Asked on Monday if he had ever considered resigning, Powell flatly replied, "No."

"I explained to my colleagues on the national security council and to the president the ups and the downs, the ins and the outs, of this kind of an operation. But I was always supportive of what we were trying to do," he said.

Pundits have questioned whether Powell should have stepped down after a new book by journalist Bob Woodward depicted him as raising questions about the difficulty of occupying Iraq.

"You are going to be the proud owner of 25 million people," Woodward quoted Powell as telling US President George Bush. "You will own all their hopes, aspirations and problems. You'll own it all."

The United States is now facing an accelerating insurgency in Iraq, with resistance fighters in the town of Falluja and Najaf.

Political analysts doubt Powell will remain in Bush's cabinet if he wins the upcoming election in November 

Misinterpreted

Powell told Reuters people had misinterpreted his desire to raise all issues involved before invading Iraq as opposition to the decision to invade, which he said he supported.
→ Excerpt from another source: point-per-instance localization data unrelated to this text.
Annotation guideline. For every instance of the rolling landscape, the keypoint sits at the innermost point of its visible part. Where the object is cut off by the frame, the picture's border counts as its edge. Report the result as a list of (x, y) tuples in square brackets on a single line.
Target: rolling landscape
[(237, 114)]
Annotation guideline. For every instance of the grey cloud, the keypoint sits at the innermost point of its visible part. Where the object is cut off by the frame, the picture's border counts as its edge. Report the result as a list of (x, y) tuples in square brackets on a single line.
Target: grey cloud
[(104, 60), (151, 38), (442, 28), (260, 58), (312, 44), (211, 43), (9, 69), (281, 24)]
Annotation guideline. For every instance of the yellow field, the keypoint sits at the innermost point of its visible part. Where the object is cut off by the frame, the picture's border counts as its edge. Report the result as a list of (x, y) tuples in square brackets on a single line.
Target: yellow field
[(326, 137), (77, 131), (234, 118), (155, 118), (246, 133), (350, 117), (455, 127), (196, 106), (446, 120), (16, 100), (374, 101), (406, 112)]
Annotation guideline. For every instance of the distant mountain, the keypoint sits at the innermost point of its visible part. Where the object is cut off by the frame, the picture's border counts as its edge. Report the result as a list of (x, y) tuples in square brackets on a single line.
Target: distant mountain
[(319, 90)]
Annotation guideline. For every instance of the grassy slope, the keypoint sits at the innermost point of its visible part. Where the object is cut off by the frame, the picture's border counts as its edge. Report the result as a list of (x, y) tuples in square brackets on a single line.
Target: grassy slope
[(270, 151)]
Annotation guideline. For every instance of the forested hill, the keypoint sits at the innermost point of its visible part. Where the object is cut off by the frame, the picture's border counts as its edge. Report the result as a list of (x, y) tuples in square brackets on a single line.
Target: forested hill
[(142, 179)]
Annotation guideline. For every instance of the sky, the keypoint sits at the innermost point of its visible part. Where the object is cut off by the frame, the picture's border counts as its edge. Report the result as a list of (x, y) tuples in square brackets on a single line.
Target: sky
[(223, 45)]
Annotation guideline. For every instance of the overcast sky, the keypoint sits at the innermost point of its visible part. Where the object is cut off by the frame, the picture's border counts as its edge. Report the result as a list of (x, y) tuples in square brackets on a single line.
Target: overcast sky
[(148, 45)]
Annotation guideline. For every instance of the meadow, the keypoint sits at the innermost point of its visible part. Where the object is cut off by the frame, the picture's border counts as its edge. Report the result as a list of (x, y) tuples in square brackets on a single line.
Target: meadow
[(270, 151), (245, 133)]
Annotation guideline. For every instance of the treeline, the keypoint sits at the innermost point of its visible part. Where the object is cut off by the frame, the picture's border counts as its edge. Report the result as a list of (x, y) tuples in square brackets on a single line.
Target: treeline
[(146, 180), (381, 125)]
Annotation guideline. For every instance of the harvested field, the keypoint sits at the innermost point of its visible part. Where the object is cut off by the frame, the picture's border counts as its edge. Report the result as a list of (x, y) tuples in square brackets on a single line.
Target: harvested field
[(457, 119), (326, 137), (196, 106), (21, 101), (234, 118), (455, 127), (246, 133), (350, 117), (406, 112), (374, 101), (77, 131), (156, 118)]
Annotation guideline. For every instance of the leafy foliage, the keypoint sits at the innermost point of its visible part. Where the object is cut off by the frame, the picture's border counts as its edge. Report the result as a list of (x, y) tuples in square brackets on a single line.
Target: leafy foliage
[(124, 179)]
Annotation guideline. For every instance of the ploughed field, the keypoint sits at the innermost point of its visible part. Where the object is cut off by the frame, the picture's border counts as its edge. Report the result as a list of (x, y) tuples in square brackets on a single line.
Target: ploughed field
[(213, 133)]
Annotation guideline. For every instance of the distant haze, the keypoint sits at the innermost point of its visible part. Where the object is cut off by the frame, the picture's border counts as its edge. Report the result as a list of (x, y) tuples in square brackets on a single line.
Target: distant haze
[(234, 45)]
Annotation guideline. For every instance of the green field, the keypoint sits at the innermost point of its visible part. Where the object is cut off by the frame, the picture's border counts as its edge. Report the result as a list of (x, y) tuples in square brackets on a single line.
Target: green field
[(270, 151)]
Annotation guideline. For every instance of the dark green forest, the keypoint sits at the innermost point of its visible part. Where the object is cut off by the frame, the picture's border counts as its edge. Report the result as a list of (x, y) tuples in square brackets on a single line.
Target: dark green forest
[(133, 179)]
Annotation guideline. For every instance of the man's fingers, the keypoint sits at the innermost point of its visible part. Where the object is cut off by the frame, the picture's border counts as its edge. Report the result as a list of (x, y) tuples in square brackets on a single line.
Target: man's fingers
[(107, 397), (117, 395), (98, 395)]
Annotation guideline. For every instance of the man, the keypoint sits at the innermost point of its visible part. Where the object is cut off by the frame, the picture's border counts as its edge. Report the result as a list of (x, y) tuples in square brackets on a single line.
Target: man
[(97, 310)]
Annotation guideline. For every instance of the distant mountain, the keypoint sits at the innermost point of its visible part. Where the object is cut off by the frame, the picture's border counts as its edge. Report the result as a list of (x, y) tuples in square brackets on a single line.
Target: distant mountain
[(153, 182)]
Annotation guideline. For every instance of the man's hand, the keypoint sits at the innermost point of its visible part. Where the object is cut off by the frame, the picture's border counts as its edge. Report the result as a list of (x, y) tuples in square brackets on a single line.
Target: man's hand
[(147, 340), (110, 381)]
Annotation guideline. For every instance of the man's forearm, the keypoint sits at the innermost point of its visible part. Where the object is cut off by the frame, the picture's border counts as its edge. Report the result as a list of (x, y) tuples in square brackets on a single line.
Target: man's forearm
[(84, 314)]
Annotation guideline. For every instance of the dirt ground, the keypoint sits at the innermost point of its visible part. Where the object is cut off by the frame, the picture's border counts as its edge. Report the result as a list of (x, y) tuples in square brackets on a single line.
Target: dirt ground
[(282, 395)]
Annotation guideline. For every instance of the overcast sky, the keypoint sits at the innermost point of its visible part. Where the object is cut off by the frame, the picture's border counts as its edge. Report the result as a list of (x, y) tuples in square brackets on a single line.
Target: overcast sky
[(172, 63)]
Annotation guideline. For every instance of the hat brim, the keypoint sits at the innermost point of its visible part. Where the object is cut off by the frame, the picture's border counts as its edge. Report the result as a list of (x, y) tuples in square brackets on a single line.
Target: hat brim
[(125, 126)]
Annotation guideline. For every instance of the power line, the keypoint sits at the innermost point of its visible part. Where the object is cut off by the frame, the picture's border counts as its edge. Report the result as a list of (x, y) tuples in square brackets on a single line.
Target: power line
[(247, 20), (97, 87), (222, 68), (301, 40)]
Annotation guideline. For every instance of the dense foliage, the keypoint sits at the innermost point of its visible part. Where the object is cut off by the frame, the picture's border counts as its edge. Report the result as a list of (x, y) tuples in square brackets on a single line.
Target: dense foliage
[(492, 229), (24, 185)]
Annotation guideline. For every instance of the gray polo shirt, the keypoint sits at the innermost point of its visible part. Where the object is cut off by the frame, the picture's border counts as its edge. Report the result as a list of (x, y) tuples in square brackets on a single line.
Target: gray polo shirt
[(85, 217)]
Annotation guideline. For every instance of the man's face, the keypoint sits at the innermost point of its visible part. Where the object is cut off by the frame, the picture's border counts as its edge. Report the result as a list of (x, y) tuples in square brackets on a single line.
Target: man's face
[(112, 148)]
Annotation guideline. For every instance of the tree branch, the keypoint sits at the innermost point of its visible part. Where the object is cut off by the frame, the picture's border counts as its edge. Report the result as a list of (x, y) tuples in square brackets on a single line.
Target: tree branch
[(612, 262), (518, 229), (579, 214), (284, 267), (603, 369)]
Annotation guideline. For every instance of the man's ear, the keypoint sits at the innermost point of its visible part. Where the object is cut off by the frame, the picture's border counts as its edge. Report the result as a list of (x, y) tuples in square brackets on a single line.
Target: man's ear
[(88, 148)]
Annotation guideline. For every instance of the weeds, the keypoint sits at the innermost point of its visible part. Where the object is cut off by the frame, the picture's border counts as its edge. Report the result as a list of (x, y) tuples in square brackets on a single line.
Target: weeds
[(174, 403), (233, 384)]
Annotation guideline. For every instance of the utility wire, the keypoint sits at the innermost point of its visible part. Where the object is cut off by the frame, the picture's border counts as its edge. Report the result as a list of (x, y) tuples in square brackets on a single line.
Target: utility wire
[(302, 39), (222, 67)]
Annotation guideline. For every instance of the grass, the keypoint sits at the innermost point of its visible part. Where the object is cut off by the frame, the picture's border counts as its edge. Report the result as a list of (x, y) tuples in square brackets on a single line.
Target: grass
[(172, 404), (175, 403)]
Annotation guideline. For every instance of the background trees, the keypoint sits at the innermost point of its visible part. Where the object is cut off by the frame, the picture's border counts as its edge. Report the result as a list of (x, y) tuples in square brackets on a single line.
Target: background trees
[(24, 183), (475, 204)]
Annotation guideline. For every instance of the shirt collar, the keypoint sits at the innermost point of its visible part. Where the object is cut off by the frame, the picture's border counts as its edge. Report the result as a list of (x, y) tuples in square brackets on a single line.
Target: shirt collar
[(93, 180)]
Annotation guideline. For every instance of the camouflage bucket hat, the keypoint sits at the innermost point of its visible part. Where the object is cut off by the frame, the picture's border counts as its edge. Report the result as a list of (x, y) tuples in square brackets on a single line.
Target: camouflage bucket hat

"I would always have loved to see a peaceful diplomatic solution to problems, that's what diplomats are supposed to do and secretaries of states and most sensible generals."

Colin Powell,
US Secretary of State

He said he had helped persuade Bush to go to the United Nations to seek a diplomatic solution that might have persuaded Iraqi President Saddam Hussein to give up the weapons of mass destruction that Washington believed he had.

US search teams have not found any stockpiles of such weapons, which formed Bush's central justification for the war.

"A diplomatic solution was there but eventually the president concluded, we all concluded, that it wasn't going to work, there wasn't time for this to work ... and the president made a decision that military action was appropriate," he said.

"I knew that was a decision that he might have to make if the diplomatic solution didn't work. He made that decision in March. And I knew that when that decision came we would go to war. So there is no conflict in my mind," he said.

"There is no basis for me to consider whether or not I had done my job or I should move on. We wanted to get rid of that regime. That regime is gone. I am pleased that Saddam Hussein is gone," Powell said.

Powell added: "I would always have loved to see a peaceful diplomatic solution to problems, that's what diplomats are supposed to do and secretaries of states and most sensible generals."